Title: Enhanced \N{} escapes for Unicode strings
Components: Unicode Versions: Python 3.4
Nosy List: ezio.melotti, mrabarnett, steven.daprano, terry.reedy
Created on 2013-08-01 13:54 by steven.daprano, last changed 2013-08-01 22:04 by terry.reedy.

issue18614.patch mrabarnett, 2013-08-01 16:46
Author: Steven D'Aprano (steven.daprano) Date: 2013-08-01 13:54
As per the discussion here:

\N{} escapes should support the Unicode code point notation U+xxxx (where there are four, five or six hex digits after the U+).

E.g. '\N{U+03BB}' => 'λ'

unicodedata.lookup should also support such numeric names, e.g.:

unicodedata.lookup('U+03BB') => 'λ'

As '+' is otherwise prohibited in Unicode character names, there should never be ambiguity between 'U+xxxx' as a code point and an actual name, and a single lookup function can handle both.

(See for details on characters allowed in names.)
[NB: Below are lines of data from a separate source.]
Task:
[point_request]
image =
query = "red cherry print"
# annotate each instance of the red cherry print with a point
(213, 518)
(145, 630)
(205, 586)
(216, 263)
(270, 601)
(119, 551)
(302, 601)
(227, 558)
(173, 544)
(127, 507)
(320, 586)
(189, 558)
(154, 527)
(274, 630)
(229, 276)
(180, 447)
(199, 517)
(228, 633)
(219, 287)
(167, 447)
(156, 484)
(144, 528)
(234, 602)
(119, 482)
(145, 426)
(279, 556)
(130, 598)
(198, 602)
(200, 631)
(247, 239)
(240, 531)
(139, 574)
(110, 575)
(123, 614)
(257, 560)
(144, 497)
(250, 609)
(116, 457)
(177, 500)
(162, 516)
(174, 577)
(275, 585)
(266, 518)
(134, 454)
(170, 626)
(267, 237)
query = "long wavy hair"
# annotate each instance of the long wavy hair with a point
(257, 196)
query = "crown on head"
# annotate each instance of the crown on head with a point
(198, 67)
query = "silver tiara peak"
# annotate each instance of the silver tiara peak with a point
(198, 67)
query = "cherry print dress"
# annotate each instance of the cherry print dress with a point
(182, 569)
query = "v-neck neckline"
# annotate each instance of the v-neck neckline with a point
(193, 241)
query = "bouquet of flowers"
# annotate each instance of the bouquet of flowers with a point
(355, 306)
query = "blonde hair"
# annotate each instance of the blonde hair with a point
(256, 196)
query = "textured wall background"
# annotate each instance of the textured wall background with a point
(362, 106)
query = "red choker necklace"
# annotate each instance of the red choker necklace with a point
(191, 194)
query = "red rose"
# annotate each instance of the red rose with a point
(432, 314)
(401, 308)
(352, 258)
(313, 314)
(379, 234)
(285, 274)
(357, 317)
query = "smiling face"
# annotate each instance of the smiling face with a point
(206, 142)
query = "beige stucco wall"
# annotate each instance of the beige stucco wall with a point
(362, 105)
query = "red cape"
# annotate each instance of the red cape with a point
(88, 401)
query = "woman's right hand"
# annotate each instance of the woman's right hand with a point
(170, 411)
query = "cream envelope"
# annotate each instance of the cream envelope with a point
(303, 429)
Also add a function for the reverse

unicodedata.codepoint('λ') => 'U+03BB'

def codepoint(c):
    return 'U+{:04X}'.format(ord(c))
Author: Matthew Barnett (mrabarnett) Date: 2013-08-01 16:46
I've attached a patch for this.
Author: Terry J. Reedy (terry.reedy) Date: 2013-08-01 22:04
I agree with the proposal.

Some of the code seems redundant with code we already have.
In Python, I would write

def codepoint_from_U_notation(name, namelen):
  if not (4 <= namelen <= 6): raise <wrong length>
  return chr(int(name, 16))

maybe with try-except to re-write error messages like
ValueError: invalid literal for int() with base 16: '99x3'
ValueError: chr() arg not in range(0x110000)

My point is that we already have code to convert hex strings to int; I presume PyUnicode_FromOrdinal(code) is the C version of 'chr' that already checks the max value.